A biological tissue image processing system characterized by that. The biological tissue image processing system according to claim 2,
The first observation condition is a condition for setting the first acceleration voltage as the acceleration voltage of the electron microscope,
The second observation condition is a condition for setting a second acceleration voltage higher than the first acceleration voltage as an acceleration voltage of an electron microscope.
A biological tissue image processing system characterized by that. The biological tissue image processing system according to claim 3,
A correct image creation unit that generates a second correct image based on the second original image;
A biological tissue image processing system characterized by that. The biological tissue image processing system according to claim 4, wherein
The correct image creation unit includes an enhancement unit that enhances a deep image of the element of interest in the second original image.
A biological tissue image processing system characterized by that. The biological tissue image processing system according to claim 5, wherein
The element of interest is a cell membrane,
The deep image of the element of interest is a deep image of the cell membrane,
A biological tissue image processing system characterized by that. The apparatus of claim 6.

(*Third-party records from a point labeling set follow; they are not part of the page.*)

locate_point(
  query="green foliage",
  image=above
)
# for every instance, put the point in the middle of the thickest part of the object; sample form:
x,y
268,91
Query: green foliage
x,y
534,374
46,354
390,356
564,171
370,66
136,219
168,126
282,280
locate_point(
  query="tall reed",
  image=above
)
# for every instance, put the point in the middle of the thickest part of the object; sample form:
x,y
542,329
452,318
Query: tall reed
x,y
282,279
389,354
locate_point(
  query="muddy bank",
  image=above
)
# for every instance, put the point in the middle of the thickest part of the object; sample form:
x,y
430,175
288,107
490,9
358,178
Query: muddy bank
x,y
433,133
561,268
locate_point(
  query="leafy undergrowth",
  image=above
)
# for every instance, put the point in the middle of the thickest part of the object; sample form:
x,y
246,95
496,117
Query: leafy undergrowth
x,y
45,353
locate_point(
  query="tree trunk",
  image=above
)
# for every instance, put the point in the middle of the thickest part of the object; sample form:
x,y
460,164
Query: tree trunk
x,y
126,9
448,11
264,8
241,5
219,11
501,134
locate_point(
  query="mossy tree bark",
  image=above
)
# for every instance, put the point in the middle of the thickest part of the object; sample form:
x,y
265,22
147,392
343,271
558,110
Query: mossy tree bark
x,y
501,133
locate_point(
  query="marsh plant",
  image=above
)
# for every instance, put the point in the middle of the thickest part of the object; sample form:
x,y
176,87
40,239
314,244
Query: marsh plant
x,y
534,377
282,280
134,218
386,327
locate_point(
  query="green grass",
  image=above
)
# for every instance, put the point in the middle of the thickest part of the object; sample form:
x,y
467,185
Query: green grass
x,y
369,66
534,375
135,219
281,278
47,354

The correct image creation unit
A segmentation unit that performs segmentation to divide an image that has undergone processing by the enhancement unit into a plurality of small regions;
In the image after the segmentation, an annotation unit that generates a second correct image by labeling a plurality of small regions corresponding to the cell membrane;
A biological tissue image processing system comprising: The biological tissue image processing system according to claim 4, wherein
The machine learning type estimator is a first estimator;
The correct image creation unit includes a machine learning type second estimator,
A biological tissue image processing system characterized by that. Biological tissue image processing including a machine learning type estimator that applies processing for estimating an element of interest included in the analysis target sample to an image generated by observing the analysis target sample as a biological tissue with an electron microscope A machine learning method for causing the estimator to learn in a system,
For the estimator, a first original image for learning generated by observing a learning target sample as a biological tissue with an electron microscope under a first acceleration voltage, and a first learning image corresponding thereto. Providing a correct image;
A second original image for learning generated by observing the learning object sample with an electron microscope under a second acceleration voltage higher than the first acceleration voltage with respect to the estimator, and corresponding thereto Providing a second correct image for learning;
A machine learning method comprising: In a biological tissue image processing system including a machine learning type estimator that applies a process of estimating an element of interest included in an analysis target sample to an image generated by observing the analysis target sample as a biological tissue with an electron microscope , A program for executing a machine learning method for causing the estimator to learn,
A first original image for learning generated by observing a learning target sample that is a biological tissue with an electron microscope under a first acceleration voltage, and a first learning image corresponding to the estimator. The ability to give correct images,
A second original image for learning generated by observing the learning target sample with a microscope under a second acceleration voltage higher than the first acceleration voltage with respect to the estimator, and learning corresponding thereto A function for providing a second correct image for
The program characterized by including.